Peut-on échapper aux ondes ?
Non, car les ondes, liées aux champs électromagnétiques, sont présentes partout dans notre environnement. Notre atmosphère, la polarisation de la terre sont à l’origine de champs électriques et magnétiques. Il s’agit donc d’un phénomène naturel. En revanche, les activités humaines, notamment la transmission d’informations (par téléphone, internet, radio), émettent massivement des rayonnements.
- Les ondes électromagnétiques proviennent des champs électriques et magnétiques. Source OMS
Un tour sur carto-radio est à ce propos très édifiant. Le site recense les stations radioélectriques, et propose une carte des antennes relais et autres installations. A Paris, les locaux de la Ruche, par exemple, où Reporterre travaille, sont cernés par des émetteurs.
Pour échapper à ces radiofréquences, aller à la campagne ne suffit pas forcément. « Les antennes relais sont souvent bien plus puissantes hors des villes, puisqu’elles sont moins nombreuses et doivent émettre plus loin », indique Laurent Le Guyader. La commune de Saint-Julien-en-Beauchêne, dans les Hautes-Alpes, espère créer une zone blanche, sans aucune radiofréquence.
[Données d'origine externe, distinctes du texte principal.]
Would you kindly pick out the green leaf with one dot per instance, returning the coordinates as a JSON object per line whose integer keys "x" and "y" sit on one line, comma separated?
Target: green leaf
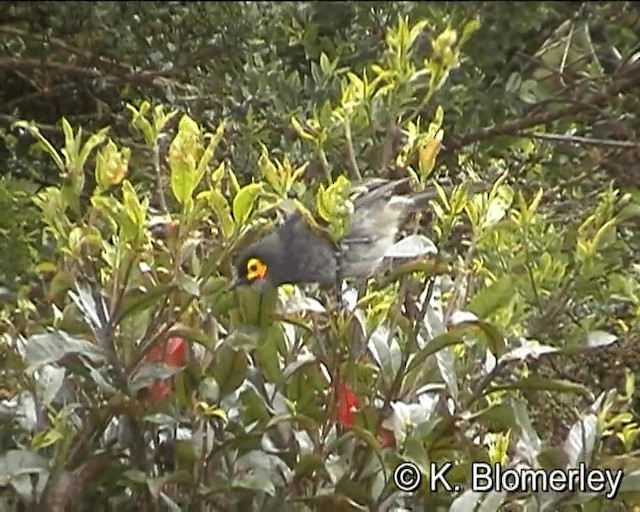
{"x": 138, "y": 300}
{"x": 269, "y": 170}
{"x": 51, "y": 347}
{"x": 220, "y": 206}
{"x": 229, "y": 369}
{"x": 495, "y": 296}
{"x": 244, "y": 200}
{"x": 254, "y": 483}
{"x": 300, "y": 130}
{"x": 539, "y": 383}
{"x": 452, "y": 337}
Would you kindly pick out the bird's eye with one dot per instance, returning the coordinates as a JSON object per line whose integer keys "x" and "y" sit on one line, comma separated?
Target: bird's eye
{"x": 256, "y": 269}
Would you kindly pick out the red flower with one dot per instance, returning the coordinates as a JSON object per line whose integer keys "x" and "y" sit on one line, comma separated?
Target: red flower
{"x": 172, "y": 353}
{"x": 348, "y": 404}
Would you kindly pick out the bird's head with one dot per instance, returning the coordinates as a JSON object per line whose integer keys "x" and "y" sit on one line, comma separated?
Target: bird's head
{"x": 257, "y": 267}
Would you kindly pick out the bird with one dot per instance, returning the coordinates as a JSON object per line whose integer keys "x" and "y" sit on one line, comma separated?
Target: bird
{"x": 296, "y": 253}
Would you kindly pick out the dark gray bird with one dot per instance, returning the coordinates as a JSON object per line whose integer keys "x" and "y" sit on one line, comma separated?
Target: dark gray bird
{"x": 296, "y": 253}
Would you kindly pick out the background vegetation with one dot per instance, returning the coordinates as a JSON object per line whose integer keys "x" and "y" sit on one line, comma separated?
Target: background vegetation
{"x": 143, "y": 143}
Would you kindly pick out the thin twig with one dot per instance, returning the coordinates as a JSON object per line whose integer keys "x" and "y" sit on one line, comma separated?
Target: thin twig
{"x": 558, "y": 137}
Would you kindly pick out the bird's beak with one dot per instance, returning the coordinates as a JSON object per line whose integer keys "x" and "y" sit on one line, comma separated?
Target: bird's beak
{"x": 233, "y": 284}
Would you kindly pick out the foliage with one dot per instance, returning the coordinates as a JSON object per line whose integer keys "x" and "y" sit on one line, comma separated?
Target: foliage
{"x": 136, "y": 379}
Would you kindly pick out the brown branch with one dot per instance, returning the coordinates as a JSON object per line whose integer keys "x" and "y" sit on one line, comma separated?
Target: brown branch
{"x": 66, "y": 47}
{"x": 31, "y": 64}
{"x": 574, "y": 139}
{"x": 626, "y": 81}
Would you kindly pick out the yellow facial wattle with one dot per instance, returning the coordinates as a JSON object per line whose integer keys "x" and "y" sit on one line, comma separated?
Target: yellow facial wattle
{"x": 256, "y": 270}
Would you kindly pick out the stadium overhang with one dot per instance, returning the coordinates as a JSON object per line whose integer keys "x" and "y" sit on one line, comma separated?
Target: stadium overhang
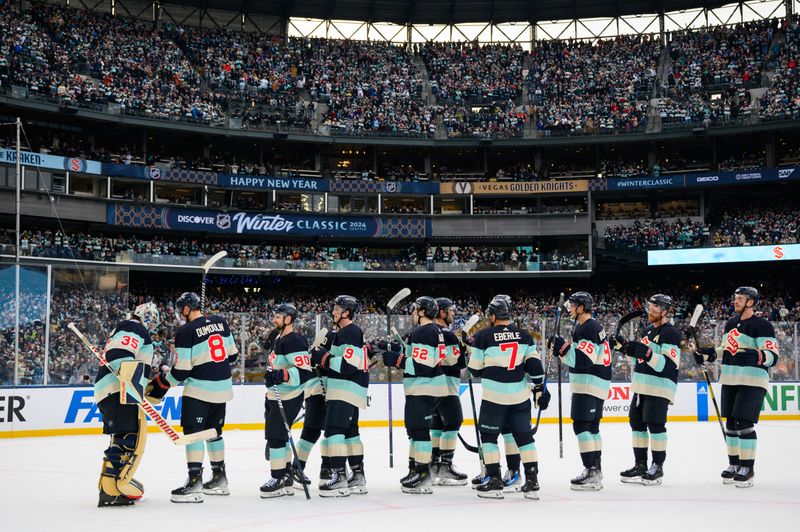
{"x": 449, "y": 11}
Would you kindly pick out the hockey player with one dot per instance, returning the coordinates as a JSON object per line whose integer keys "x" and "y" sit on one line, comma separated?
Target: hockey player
{"x": 654, "y": 383}
{"x": 289, "y": 369}
{"x": 424, "y": 384}
{"x": 448, "y": 416}
{"x": 588, "y": 357}
{"x": 313, "y": 422}
{"x": 748, "y": 350}
{"x": 205, "y": 351}
{"x": 346, "y": 365}
{"x": 512, "y": 480}
{"x": 126, "y": 423}
{"x": 504, "y": 357}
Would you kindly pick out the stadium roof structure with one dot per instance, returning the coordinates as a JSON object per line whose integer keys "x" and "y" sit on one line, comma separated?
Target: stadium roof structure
{"x": 450, "y": 11}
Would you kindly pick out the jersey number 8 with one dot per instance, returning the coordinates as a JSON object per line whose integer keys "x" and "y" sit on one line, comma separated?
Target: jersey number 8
{"x": 216, "y": 346}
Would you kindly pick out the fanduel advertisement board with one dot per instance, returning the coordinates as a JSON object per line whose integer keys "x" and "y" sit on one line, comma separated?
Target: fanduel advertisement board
{"x": 48, "y": 411}
{"x": 251, "y": 223}
{"x": 50, "y": 162}
{"x": 667, "y": 257}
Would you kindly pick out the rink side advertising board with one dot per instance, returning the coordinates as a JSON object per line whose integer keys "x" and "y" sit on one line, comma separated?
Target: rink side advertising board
{"x": 50, "y": 162}
{"x": 669, "y": 257}
{"x": 253, "y": 223}
{"x": 50, "y": 411}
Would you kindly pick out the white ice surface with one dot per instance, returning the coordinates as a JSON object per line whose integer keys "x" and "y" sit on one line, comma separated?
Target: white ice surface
{"x": 50, "y": 484}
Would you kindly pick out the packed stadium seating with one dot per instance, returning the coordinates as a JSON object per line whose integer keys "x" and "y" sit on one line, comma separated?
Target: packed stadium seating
{"x": 220, "y": 77}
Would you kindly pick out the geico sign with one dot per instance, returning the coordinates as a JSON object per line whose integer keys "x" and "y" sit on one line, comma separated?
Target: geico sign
{"x": 11, "y": 407}
{"x": 83, "y": 409}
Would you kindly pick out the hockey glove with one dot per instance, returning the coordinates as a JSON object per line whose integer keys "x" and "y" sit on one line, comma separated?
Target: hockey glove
{"x": 383, "y": 345}
{"x": 705, "y": 355}
{"x": 328, "y": 340}
{"x": 466, "y": 339}
{"x": 748, "y": 357}
{"x": 618, "y": 343}
{"x": 541, "y": 396}
{"x": 157, "y": 388}
{"x": 560, "y": 346}
{"x": 638, "y": 350}
{"x": 273, "y": 377}
{"x": 391, "y": 358}
{"x": 320, "y": 357}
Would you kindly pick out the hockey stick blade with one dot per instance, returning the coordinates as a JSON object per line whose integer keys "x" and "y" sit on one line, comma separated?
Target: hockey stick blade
{"x": 698, "y": 310}
{"x": 471, "y": 448}
{"x": 398, "y": 297}
{"x": 399, "y": 338}
{"x": 470, "y": 323}
{"x": 319, "y": 338}
{"x": 213, "y": 260}
{"x": 144, "y": 404}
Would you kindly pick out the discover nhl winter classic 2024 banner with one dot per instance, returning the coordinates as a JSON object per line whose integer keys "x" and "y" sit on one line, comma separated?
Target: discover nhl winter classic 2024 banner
{"x": 50, "y": 411}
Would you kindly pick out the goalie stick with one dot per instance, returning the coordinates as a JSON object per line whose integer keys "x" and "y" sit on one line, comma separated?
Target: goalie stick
{"x": 557, "y": 331}
{"x": 698, "y": 311}
{"x": 143, "y": 403}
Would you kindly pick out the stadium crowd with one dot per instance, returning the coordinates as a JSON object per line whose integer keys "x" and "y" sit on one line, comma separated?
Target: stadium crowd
{"x": 131, "y": 248}
{"x": 588, "y": 88}
{"x": 743, "y": 226}
{"x": 217, "y": 76}
{"x": 97, "y": 312}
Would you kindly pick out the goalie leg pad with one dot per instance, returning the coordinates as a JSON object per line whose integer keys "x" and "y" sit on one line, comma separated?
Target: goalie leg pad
{"x": 122, "y": 458}
{"x": 133, "y": 445}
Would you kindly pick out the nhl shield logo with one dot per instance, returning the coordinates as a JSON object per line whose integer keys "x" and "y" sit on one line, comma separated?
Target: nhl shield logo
{"x": 224, "y": 221}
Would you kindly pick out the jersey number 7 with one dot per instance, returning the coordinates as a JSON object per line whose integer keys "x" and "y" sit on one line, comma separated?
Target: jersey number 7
{"x": 514, "y": 348}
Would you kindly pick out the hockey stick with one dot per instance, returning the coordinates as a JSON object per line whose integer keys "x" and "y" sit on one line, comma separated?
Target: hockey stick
{"x": 698, "y": 310}
{"x": 556, "y": 331}
{"x": 465, "y": 330}
{"x": 207, "y": 266}
{"x": 399, "y": 296}
{"x": 399, "y": 338}
{"x": 144, "y": 404}
{"x": 291, "y": 439}
{"x": 318, "y": 339}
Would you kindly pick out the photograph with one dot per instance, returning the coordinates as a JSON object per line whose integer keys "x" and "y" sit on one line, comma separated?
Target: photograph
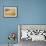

Pour autant, pas de panique, « il est tout à fait possible de diminuer de manière significative notre exposition aux champs électromagnétiques », insiste notre diagnostiqueur.
Quelles sont les sources principales d’émission d’ondes chez moi ?
Laurent Le Guyader se déplace avec une série d’instruments aux allures extra-terrestres. Ils permettent de mesurer et d’identifier les sources de pollution électromagnétique. Le champion reste le four à micro-ondes, mais « tous les appareils électriques avec transformateurs, comme les radio-réveils ou les chaînes hi-fi, créent un champ électrique important », observe-t-il.
Sur la sellette, il y a bien sûr la box internet - elle ne pose problème que si la wifi est activée -, mais aussi le téléphone fixe sans fil, dont la station de base envoie des ondes en continu. L’effet est double : l’appareil émet tant qu’il est sous tension, soit 24h sur 24, mais aussi, de manière plus importante, lors des communications.
Heureusement, un geste simple permet de supprimer la plupart des nuisances : débrancher ! « Mettre hors tension les appareils dès qu’on ne les utilise plus, la nuit surtout, permet de réduire les émissions », explique Laurent Le Guyader. Problème : les voisins. « Les ondes traversent les murs », précise-t-il.
Il est aussi possible de protéger sa pièce à l’aide de laiton ou d’un autre élément conducteur. « Une couverture de survie sous le lit permet de s’isoler des ondes des locataires du dessous. » Pourtant, difficile de tapisser sa chambre de papier aluminium ! De plus, selon Laurent Le Guyader, si on se protège des ondes venant du voisin du dessous, avec un écran posé sous le lit, on risque d’augmenter la quantité des ondes qui pourraient venir du dessus, et qui feront un aller retour à travers le lit. Idée à retenir : toute protection doit faire l’objet d’une vérification d’efficacité par un deuxième diagnostic.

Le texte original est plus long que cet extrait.